The most unsatisfactory and controversial aspect of the proposals is the provision for a levy on A, B and C licences. In proposing it, the Government contradicts itself. In paragraph 7 it gently deplores the restriction of road transport in favour of the railways. In paragraph 16, it says that the levy will be intended partly to compensate the railways for the loss of revenue by a further transfer of traffic to the roads. On the one hand, the Government implies a belief in the importance of expanding road transport, and on the other it proposes a measure which might be calculated to discourage the transfer of too much traffic from rail to road.
Another purpose of the levy is to amortize the loss expected to be incurred in the disposal of the R.H.E. undertaking. The assumption is that it will be sold at less than the cost of assembling it. It is, however, entirely unreasonable to expect all hauliers and many C-licence holders to subsidize bargains for those who wish to return to the haulage industry or to enter it with a ready-made business.

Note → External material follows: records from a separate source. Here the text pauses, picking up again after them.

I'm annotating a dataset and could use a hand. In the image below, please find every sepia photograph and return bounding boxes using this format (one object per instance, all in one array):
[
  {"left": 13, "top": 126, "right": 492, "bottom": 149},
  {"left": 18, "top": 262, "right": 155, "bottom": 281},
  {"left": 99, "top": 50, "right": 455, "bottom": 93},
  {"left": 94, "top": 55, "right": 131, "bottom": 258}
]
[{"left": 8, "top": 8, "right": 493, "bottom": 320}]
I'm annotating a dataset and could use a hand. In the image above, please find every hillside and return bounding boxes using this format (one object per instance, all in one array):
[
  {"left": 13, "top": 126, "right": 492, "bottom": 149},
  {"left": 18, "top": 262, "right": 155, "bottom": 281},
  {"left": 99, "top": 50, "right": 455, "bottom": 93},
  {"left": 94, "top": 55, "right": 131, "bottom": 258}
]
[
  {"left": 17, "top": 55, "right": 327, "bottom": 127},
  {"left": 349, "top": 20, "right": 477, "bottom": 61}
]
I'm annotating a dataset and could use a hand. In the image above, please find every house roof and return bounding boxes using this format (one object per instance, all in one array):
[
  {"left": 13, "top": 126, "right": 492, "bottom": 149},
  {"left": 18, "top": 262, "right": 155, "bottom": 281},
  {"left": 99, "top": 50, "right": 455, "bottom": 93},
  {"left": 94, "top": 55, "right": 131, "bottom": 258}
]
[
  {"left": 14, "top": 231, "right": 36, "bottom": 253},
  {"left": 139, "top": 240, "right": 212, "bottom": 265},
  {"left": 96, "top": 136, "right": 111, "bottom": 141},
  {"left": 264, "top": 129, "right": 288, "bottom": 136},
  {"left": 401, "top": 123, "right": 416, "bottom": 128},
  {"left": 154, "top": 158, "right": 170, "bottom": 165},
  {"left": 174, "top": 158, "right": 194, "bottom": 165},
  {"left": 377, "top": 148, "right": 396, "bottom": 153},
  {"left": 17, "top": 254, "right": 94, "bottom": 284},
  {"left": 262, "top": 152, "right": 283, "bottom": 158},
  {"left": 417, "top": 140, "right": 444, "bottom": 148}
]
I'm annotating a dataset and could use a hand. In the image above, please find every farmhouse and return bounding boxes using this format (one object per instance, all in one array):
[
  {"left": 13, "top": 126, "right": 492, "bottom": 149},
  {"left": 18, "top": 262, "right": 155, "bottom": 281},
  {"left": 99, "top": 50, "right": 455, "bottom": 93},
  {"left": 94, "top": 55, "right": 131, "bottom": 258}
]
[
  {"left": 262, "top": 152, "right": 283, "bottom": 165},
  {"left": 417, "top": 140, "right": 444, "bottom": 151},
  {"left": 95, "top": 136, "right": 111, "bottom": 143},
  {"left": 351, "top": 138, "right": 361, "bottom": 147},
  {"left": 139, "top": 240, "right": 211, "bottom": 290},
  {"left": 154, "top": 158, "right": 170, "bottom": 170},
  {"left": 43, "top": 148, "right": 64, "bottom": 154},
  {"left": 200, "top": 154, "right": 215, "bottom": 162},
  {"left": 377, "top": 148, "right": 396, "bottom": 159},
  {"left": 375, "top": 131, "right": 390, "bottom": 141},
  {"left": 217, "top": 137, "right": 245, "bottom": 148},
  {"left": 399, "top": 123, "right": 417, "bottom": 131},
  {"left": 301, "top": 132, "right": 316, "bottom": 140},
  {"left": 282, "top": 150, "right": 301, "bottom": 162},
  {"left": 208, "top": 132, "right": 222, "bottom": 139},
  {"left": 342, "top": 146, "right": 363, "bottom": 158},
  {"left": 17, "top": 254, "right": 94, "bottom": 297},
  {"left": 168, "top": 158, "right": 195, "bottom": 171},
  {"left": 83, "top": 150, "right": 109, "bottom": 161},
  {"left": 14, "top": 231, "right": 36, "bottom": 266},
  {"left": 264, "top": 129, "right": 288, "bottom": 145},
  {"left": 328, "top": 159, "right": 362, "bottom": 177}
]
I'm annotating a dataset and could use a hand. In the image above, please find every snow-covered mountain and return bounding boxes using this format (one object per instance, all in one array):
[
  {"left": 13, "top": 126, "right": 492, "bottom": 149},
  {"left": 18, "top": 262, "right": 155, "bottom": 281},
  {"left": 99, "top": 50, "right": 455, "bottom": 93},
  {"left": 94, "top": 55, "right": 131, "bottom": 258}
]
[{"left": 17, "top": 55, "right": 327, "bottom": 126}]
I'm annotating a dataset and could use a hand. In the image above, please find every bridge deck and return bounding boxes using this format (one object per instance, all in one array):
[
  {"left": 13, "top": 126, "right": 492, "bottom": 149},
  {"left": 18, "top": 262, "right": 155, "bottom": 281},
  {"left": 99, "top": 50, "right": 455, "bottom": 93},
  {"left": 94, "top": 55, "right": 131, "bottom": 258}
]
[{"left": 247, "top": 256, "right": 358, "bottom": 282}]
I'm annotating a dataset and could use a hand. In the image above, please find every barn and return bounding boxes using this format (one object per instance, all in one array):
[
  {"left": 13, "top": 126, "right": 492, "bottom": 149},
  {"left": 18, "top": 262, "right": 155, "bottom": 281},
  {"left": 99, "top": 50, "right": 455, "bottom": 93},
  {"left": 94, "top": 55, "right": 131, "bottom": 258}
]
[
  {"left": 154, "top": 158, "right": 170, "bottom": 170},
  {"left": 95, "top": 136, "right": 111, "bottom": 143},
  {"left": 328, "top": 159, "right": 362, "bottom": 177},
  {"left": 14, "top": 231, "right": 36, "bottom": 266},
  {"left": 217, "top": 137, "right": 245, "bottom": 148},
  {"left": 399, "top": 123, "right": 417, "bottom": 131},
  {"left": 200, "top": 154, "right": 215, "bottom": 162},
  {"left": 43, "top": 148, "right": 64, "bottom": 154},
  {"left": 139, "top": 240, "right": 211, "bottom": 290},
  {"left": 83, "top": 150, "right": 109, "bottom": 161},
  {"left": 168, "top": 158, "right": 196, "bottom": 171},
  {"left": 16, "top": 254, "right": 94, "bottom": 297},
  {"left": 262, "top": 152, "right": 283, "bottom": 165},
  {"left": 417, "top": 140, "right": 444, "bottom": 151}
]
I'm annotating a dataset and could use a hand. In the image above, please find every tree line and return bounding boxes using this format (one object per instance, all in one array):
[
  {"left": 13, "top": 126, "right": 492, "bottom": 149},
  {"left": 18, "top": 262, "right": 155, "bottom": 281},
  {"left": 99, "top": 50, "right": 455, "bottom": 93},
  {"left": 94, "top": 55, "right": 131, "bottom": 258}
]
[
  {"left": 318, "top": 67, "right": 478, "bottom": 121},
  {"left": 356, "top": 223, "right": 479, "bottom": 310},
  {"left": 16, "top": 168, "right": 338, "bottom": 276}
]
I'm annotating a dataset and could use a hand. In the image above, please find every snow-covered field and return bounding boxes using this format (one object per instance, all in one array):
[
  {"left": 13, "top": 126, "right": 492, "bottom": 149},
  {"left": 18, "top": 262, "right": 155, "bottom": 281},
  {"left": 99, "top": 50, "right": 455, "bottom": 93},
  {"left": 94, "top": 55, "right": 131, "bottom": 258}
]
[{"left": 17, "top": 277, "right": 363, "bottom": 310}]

Leading spokesmen of both the Conservative and Socialist parties have declared in Parliament their opposition to a railway subsidy, referring presumably to a contribution from the Exchequer. In fact, the extra £4m. per year which road transport is to be called upon to find will have to be passed to the public, because costs have risen so steeply that no further increase can be absorbed. The only difference between a State and industrial subsidy lies in the collection agency, for the public will pay in the end.
In the White Paper, the Government is careful to define the uses to which the levy is to be applied. It will be subject to adjustment at intervals of, perhaps, three, years and the Government has declared that it will not be used for purposes such as making good the loss of railway revenue caused by a trade slump or by the failure of the railways to secure reasonable economies.
This promise sounds well, but memory goes back to the establishment of the Road Fund, which was created for the maintenance of the roads. The misapplication of the money paid by road users in taxation is a matter of history and there is no guarantee that the proposed levy might not, in future years, be manipulated for some purpose other than the original, or that its scope might not be widened.
Beyond stating that the powers of the British Transport Commission to make area schemes will be repealed, the White Paper is vague on the subject of road passenger transport. No mention is made of the possibility of returning to private enterprise the bus companies which already have been nationalized. To do so would be easier than to denationalize road haulage ,and this omission on the part of the Government is, to say the least, surprising.
The Commission has declared its intention of protecting the interests of its staff. Those who have, in the space of four years, built up the R.H.E. to its present position have every reason to be 'bitter over the Government's proposals. They did not ask for nationalization and many of them fought it until the last moment. Then, as transport men having no political axes to grind and a living to earn, they joined the R.H.E. and wholeheartedly tackted the enormous task facing them. The destruction of their work will be a severe personal blow to them and they are entitled to every consideration in a delicate situation which is not of their own making.